Ryland’s outburst was the breaking point for Ilyan. The calm he had projected evaporated as he rose up to his full height, towering over the table toward Ryland. The edges of his voice rumbled as his anger surged in an oppressive weight. “Not until you see us all as your allies. Including Joclyn.”

“And she can do that? She tried to kill me!” Ryland countered, his eyes narrowing dangerously as he stared into Ilyan. Although he tried to stay strong under the power of Ilyan’s aura, I could see his resolve lessen, his anger dampening as he curled away.

“She has been trained; she is strong. And the sight has shown us that she will be ready! I know she will be!” Ilyan roared, his confidence in me like a rolling balm over my skin. “Besides, they do not want you. They would rather see my head on a pike, and Joclyn’s body in a pit. Would you like to be bait, Ryland?”

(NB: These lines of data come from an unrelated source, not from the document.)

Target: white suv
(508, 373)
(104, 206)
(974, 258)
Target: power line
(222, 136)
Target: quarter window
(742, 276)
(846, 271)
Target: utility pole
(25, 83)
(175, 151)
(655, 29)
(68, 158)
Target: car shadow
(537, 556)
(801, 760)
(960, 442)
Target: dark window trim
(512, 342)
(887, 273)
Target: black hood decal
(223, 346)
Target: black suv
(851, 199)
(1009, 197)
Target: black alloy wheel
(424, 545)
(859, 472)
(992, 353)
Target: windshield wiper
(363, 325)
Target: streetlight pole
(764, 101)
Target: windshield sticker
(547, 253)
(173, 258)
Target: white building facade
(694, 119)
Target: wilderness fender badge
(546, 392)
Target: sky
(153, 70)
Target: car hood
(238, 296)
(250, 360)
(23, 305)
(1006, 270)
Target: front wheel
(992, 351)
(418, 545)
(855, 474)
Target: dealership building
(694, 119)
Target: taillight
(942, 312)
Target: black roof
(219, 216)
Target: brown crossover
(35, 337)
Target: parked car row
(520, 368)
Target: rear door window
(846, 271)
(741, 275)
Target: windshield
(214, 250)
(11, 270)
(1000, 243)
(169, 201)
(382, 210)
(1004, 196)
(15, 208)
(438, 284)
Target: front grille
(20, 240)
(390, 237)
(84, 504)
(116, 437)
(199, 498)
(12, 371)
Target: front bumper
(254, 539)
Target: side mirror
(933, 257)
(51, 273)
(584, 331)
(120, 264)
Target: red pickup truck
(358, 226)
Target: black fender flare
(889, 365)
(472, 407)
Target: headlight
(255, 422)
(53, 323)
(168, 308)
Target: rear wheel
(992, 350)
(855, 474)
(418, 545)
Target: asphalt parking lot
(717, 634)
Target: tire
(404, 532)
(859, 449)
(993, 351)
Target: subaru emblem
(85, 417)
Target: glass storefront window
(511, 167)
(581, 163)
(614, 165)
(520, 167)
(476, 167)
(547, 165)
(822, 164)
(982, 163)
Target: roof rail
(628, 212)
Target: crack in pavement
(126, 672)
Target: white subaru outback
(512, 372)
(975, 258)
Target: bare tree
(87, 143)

“She will never be fit to face our father; she is weak and will get us all killed,” Ryland hissed through gritted teeth.

The two men stared malice into each other from over the table. My jaw clenched while Ilyan’s muscles tensed in warning. I could feel Ilyan’s anger move off him in waves as it intersected with mine. My pain and anger at Ryland’s words grew until I couldn’t control it, until it boiled out of me in a torrent that I couldn’t help but release.

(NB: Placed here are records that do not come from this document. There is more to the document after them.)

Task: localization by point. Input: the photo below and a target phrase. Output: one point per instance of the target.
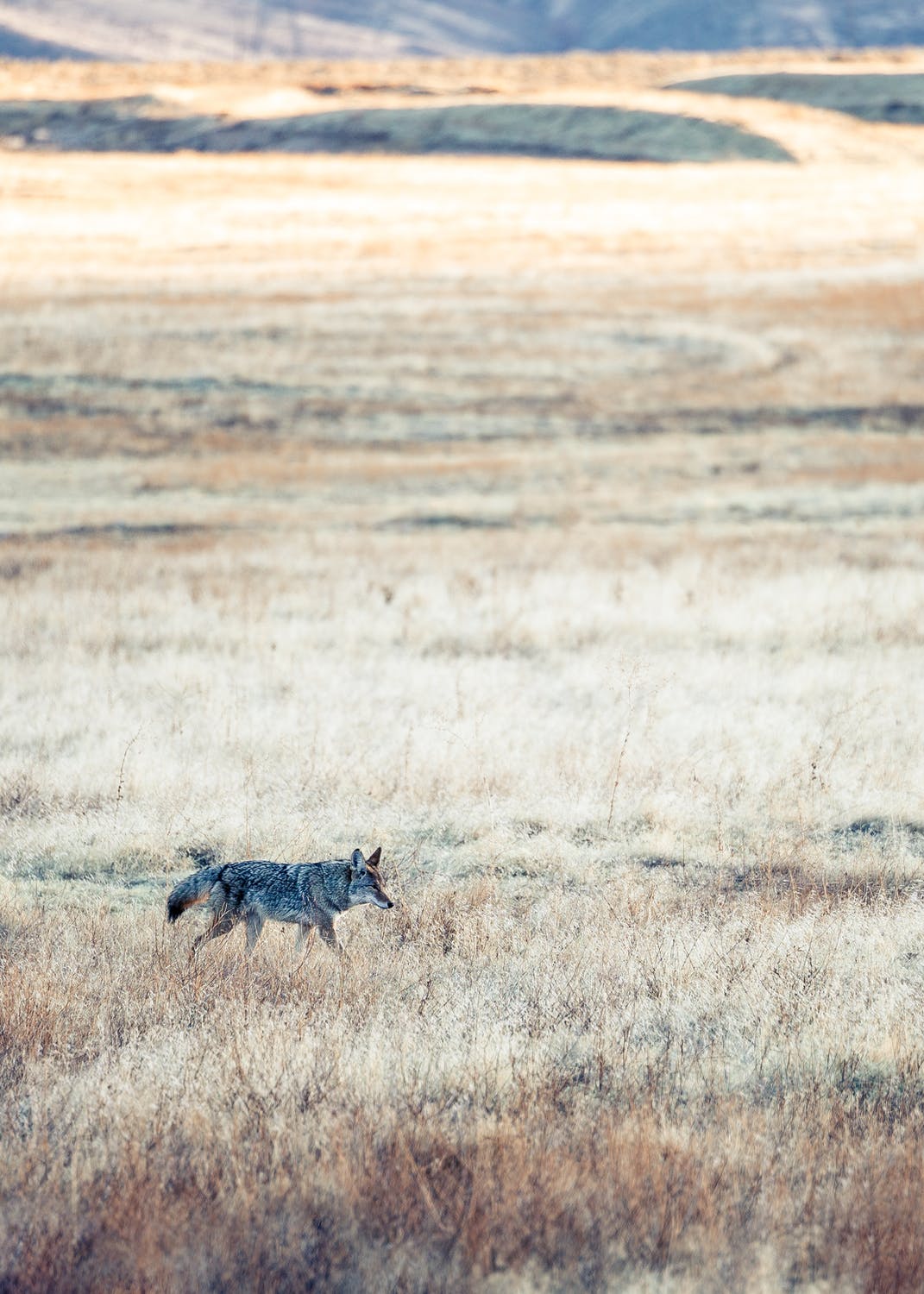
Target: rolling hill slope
(329, 28)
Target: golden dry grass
(559, 527)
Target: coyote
(308, 895)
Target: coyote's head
(365, 880)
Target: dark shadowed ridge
(343, 28)
(13, 44)
(525, 129)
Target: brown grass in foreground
(611, 1096)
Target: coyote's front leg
(305, 939)
(329, 936)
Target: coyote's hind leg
(254, 928)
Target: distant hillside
(329, 28)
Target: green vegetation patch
(525, 129)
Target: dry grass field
(558, 525)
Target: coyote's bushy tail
(193, 889)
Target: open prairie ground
(558, 525)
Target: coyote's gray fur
(308, 895)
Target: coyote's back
(305, 895)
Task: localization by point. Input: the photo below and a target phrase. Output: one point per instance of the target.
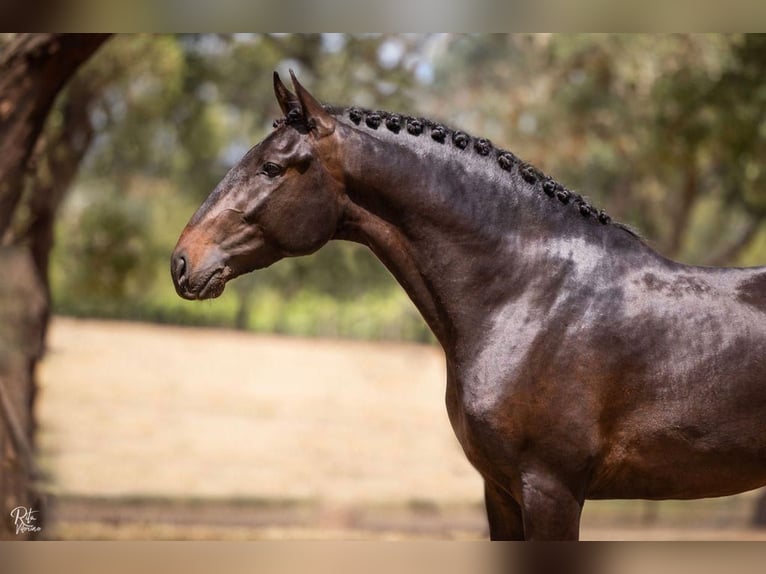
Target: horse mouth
(214, 285)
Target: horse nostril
(179, 270)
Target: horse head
(282, 199)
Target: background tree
(33, 69)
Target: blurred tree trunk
(33, 70)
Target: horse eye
(271, 169)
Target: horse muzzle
(202, 281)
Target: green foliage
(666, 132)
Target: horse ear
(317, 118)
(287, 100)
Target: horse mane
(442, 134)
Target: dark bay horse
(581, 364)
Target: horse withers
(580, 363)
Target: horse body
(581, 364)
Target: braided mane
(442, 134)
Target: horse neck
(458, 240)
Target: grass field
(157, 432)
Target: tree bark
(33, 70)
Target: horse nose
(178, 270)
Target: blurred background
(308, 400)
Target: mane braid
(507, 161)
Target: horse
(581, 363)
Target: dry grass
(165, 433)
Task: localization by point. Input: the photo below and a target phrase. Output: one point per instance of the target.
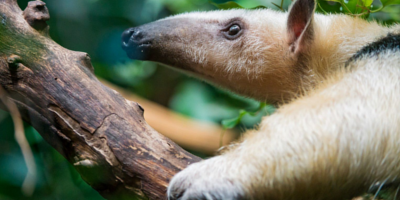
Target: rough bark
(102, 134)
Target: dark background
(95, 26)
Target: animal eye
(234, 29)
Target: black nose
(136, 44)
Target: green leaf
(278, 6)
(226, 6)
(389, 2)
(230, 123)
(367, 3)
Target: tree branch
(100, 132)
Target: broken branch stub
(103, 135)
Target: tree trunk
(102, 134)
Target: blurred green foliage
(95, 26)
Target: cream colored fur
(331, 144)
(339, 134)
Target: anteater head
(251, 52)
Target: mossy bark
(102, 134)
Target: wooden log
(191, 134)
(94, 127)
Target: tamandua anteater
(335, 77)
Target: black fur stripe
(390, 42)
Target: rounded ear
(300, 25)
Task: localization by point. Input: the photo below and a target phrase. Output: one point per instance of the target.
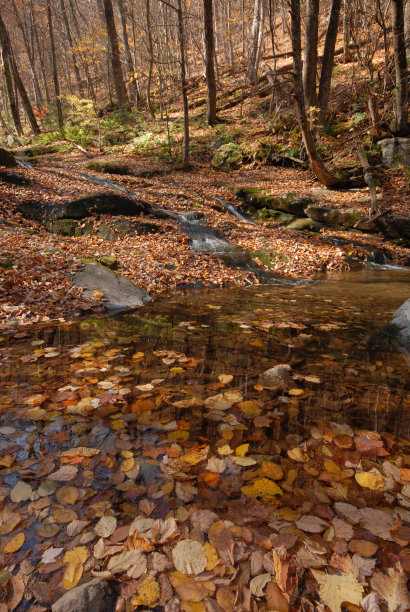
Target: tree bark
(71, 46)
(310, 55)
(115, 58)
(9, 58)
(209, 62)
(328, 58)
(132, 85)
(316, 163)
(54, 67)
(400, 64)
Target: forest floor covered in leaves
(37, 287)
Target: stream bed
(158, 415)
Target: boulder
(399, 327)
(394, 226)
(119, 291)
(110, 166)
(277, 377)
(99, 203)
(334, 216)
(395, 151)
(7, 158)
(305, 225)
(94, 596)
(228, 157)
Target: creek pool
(156, 393)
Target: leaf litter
(194, 494)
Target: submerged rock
(7, 158)
(94, 596)
(399, 327)
(395, 151)
(276, 377)
(119, 291)
(228, 157)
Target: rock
(109, 166)
(13, 179)
(395, 151)
(277, 377)
(307, 225)
(118, 290)
(399, 327)
(228, 157)
(334, 216)
(65, 227)
(7, 158)
(394, 226)
(109, 262)
(94, 596)
(99, 203)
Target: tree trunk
(310, 55)
(256, 41)
(71, 46)
(54, 67)
(132, 85)
(328, 58)
(181, 41)
(151, 59)
(316, 163)
(209, 62)
(115, 58)
(8, 56)
(400, 64)
(347, 28)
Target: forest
(204, 305)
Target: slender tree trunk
(71, 46)
(54, 67)
(115, 58)
(132, 85)
(256, 39)
(181, 41)
(9, 59)
(328, 58)
(151, 58)
(310, 54)
(316, 163)
(400, 64)
(209, 62)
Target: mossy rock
(6, 262)
(108, 166)
(109, 261)
(228, 157)
(65, 227)
(7, 158)
(305, 225)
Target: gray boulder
(228, 157)
(120, 292)
(94, 596)
(399, 327)
(7, 158)
(395, 151)
(277, 377)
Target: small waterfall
(205, 239)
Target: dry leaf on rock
(106, 526)
(392, 587)
(122, 562)
(189, 557)
(335, 589)
(311, 524)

“I am not weak,” I growled through the tight clench of my jaw, while my magic rippled and bubbled until I was all but willing to let it explode out of me.

Ilyan moved back to an upright position at the snap of my voice, his arm moving around my waist in an attempt to pull me into him, but I moved away from it. My anger and pain mixed together violently, and my breathing picked up. I knew I should accept Ilyan’s comforting touch—that I should calm myself—yet I couldn’t. I didn’t think I needed it.

Right then—even through the anger, and the pain, and the fear—I could still feel myself. I could still feel Ilyan’s dream. Somehow, I was controlling the waves of fear and anger, instead of letting them control me.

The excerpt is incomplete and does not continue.